I think it is simpler not to change the concept of when a project is dirty. This saves us trying to explain to the user what the different concept of dirty means.
I’ve seen other use cases too for performing what we would call “edits” to the project but wanting to quit without saving changes. Using labels to look at beats or to see where audio below a threshold occurs comes to mind. In short, the only way to stop all the complaints is to give them want they want - an option to hide “Save Changes?” without any qualifications.
I too think we want advanced preferences to be extensible to include other options, so they should be in their own pane. We have to decide if we want one button for Advanced Preferences that is visible wherever you are in Preferences, or “Advanced” buttons where needed in individual Preferences panes.
I think it’s more common just to have one “Advanced” button, but in the case of this “dangerous” option to hide “Save Changes?”, a button only in Warnings Preferences would be harder to find, so it may be the best plan.

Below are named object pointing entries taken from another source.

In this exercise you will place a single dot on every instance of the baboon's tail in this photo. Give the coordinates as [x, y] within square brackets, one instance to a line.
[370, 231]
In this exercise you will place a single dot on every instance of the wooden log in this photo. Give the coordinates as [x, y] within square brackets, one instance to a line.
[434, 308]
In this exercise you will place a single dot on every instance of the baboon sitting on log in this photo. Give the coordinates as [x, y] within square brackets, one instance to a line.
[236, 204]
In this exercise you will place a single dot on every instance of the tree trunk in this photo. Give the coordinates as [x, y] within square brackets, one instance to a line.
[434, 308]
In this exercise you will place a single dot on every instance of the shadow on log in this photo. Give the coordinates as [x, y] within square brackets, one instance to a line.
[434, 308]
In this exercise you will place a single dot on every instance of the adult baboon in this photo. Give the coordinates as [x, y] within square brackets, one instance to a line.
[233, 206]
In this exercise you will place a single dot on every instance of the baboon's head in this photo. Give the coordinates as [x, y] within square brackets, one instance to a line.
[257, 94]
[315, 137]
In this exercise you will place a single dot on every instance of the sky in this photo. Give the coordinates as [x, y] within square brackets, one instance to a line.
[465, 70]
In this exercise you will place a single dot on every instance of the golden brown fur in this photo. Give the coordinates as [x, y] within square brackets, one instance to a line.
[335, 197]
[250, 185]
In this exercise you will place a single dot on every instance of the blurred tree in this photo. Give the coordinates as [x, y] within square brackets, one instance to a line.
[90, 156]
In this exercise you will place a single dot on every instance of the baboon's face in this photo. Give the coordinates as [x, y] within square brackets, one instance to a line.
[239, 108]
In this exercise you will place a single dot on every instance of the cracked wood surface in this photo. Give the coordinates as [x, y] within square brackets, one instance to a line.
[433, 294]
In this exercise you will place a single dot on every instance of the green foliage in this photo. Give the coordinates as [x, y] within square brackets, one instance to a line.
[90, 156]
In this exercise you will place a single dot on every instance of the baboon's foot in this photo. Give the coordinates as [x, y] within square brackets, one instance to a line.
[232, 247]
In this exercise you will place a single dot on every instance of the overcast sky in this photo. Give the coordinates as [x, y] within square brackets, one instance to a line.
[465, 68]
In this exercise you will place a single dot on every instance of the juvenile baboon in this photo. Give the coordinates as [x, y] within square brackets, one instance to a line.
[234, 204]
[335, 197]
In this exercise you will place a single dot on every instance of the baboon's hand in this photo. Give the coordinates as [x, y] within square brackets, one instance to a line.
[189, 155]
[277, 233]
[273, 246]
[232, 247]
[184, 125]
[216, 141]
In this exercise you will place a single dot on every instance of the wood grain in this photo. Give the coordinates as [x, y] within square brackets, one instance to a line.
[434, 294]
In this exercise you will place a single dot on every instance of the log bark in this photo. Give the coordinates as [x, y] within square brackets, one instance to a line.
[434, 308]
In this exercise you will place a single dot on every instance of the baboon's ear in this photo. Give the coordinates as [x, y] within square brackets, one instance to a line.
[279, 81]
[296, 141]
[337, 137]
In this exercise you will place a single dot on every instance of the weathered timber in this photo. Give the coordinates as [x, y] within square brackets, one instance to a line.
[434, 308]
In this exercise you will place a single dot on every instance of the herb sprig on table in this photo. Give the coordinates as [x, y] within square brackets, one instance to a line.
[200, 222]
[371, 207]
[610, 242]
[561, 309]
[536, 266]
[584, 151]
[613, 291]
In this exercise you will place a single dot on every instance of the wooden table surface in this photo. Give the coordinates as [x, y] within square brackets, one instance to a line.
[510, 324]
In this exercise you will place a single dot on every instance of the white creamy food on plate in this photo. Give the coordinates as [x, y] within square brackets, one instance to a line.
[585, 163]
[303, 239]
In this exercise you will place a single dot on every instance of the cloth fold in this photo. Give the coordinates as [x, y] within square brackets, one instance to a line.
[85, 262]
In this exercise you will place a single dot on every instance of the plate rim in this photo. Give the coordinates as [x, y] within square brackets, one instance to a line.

Also in http://bugzilla.audacityteam.org/show_bug.cgi?id=1368 Peter wants the warning about saving empty projects to be capable of being turned off by a checkbox in the warning. This would reverse an earlier decision that this was too risky for naive users. I would in fact contend that even unchecking this warning in Warnings Preferences should have a prompt explaining the consequences of turning this warning off. So - although I don’t expect Peter to like the idea - moving this “Saving empty project” warning into Advanced warnings might be an idea. It is much safer and means we can have more than one “advanced warning” to populate that dialogue.